Маньябос, родом из Арьежа, был тучный, коренастый, бородатый мужчина, на вид от тридцати пяти до пятидесяти лет; веки у него были, как у лягушки, говорил он густым раскатистым басом и на всевозможных собраниях слыл знаменитостью. Он частенько выступал в зале на Арасской улице, но особенно понаторел в произнесении надгробных речей. Ни одни мало-мальски значительные гражданские похороны не обходились без его надгробного слова. А так как подобного рода церемонии происходили, по его мнению, слишком редко, он примкнул к одной из масонских лож и к обществу неверующих; и тут и там он держался настороже, внимательно следил за людьми престарелыми, за больными и, подобно тому как снимают мерку для соснового гроба, заблаговременно снимал с них мерку для надгробной речи, причем точно знал, какой материал может дать тот или иной покойник для соответствующего панегирика. Потом, воткнув в петлицу цветок бессмертника и повязавшись крест-накрест широкой синей лентой, которая побывала на множестве похорон и вся полиняла на ветру, от дождя, от солнца, Маньябос, дородный, важный, взбирался на холмик и что-то произносил. Не бог весть что, а все-таки произносил.

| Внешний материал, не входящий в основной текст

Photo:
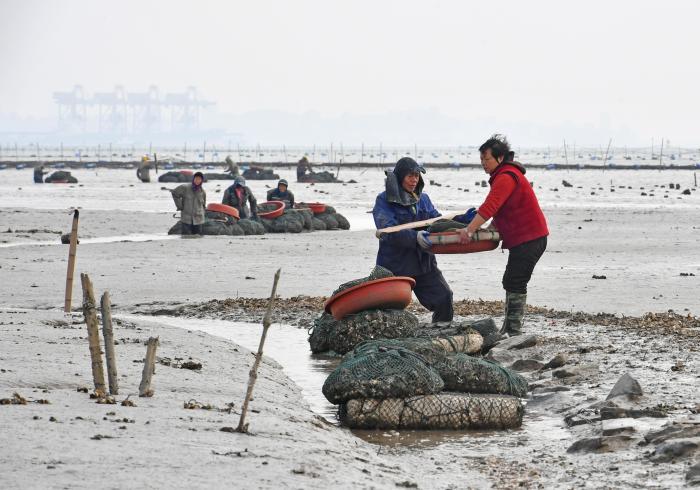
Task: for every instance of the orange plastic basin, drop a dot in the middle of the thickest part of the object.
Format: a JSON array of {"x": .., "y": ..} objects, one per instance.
[
  {"x": 315, "y": 207},
  {"x": 387, "y": 293},
  {"x": 275, "y": 213},
  {"x": 458, "y": 248},
  {"x": 223, "y": 208}
]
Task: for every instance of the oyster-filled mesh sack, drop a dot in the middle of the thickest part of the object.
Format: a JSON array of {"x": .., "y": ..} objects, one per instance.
[
  {"x": 387, "y": 374},
  {"x": 468, "y": 374},
  {"x": 320, "y": 333},
  {"x": 342, "y": 336},
  {"x": 251, "y": 227},
  {"x": 378, "y": 272},
  {"x": 445, "y": 225},
  {"x": 444, "y": 411},
  {"x": 434, "y": 351}
]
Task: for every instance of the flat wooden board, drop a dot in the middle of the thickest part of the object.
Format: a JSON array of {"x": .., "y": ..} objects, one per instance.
[{"x": 415, "y": 224}]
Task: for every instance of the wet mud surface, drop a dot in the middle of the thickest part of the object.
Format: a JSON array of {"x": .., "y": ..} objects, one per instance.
[{"x": 571, "y": 436}]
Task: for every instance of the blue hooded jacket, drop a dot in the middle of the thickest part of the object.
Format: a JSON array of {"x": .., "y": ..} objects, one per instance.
[{"x": 399, "y": 252}]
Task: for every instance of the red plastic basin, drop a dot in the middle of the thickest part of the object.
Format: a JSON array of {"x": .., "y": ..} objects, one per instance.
[
  {"x": 275, "y": 213},
  {"x": 387, "y": 293},
  {"x": 223, "y": 208},
  {"x": 467, "y": 248}
]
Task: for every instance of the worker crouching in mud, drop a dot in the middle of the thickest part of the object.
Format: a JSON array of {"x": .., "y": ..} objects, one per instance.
[
  {"x": 239, "y": 196},
  {"x": 282, "y": 193},
  {"x": 516, "y": 214},
  {"x": 191, "y": 201},
  {"x": 406, "y": 252}
]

Постепенно это все больше и больше принимало жреческий характер. Речь его стала елейной, торжественной, в жестах появилась властность. Будучи врагом священников, он сам превращался в священника, в жреца безбожия, который тщательно соблюдает атеистические обряды и обычаи и получает вознаграждение в виде обильных поминок за счет родственников или в виде возмещения путевых расходов, ибо Маньябос не отказывался съездить для произнесения надгробного слова хотя бы и в Пуасси, и в Май г, и в Верной. О, если бы безбожники знали истинное ремесло своего жреца, если бы они знали, что он занимается раскрашиванием церковных эмблем и бесчисленных статуэток из папье-маше, которыми полны витрины торговцев церковной утварью на улицах Бонапарта и Сен-Сюльписа! Что ж поделаешь, жить-то надо! Вдобавок сам Маньябос уделял мало внимания этим, как он выражался, «побрякушкам». Настоящим мастером была жена Маньябоса, не хуже его владевшая искусством подбирать краски и золотить.

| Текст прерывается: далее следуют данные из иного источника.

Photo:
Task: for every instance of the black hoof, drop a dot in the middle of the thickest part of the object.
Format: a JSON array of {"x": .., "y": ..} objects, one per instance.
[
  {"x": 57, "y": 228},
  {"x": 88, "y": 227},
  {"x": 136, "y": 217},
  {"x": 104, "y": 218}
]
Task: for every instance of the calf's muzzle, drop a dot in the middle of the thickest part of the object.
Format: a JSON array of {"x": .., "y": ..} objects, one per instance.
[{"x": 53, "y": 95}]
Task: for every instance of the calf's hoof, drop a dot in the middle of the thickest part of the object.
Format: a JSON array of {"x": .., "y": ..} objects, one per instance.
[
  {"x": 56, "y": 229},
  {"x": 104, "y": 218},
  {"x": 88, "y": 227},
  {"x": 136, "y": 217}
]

Типичная парижская работница, с красивым, но поблекшим от ночной работы и постоянной мигрени лицом, г-жа Маньябос с трудом переносила запах смолы и ядовитых красок, которыми ей приходилось пользоваться. И все-таки она с утра до вечера, а то и до поздней ночи просиживала перед вереницей мадонн и святых, которые прибывали к ней с безжизненным взором и белыми губами, такими же, как их волосы и одежда, а она наделяла их небесно-голубыми глазами, разноцветными туниками, золотыми нимбами над деревянными венцами и усеивала их одеяния звездным дождем. Г-жа Эпсен нередко усаживалась рядом с нею; ей нравилось наблюдать, как та раскрашивает фигурки, как вырезает полоски сусального золота для украшений, как легкой рукой приклеивает на фигурки, покрытые смолой и лаком, всевозможные эмблемы.

Проворно работая, г-жа Маньябос рассказывала б последней речи мужа на похоронах какого-нибудь «брата», об его успехе, об отзывах газет. И ведь он всегда такой добрый, всегда в хорошем настроении и всем доволен, даже если на иных важных похоронах и перехватит лишнего. Право же, другой такой счастливой женщины… Славная труженица говорила это, а сама прикладывала левую руку к голове, зажмурившись отболи, и продолжала расцвечивать тиару св. Амвросия. Друг гой такой счастливой женщины не сыскать!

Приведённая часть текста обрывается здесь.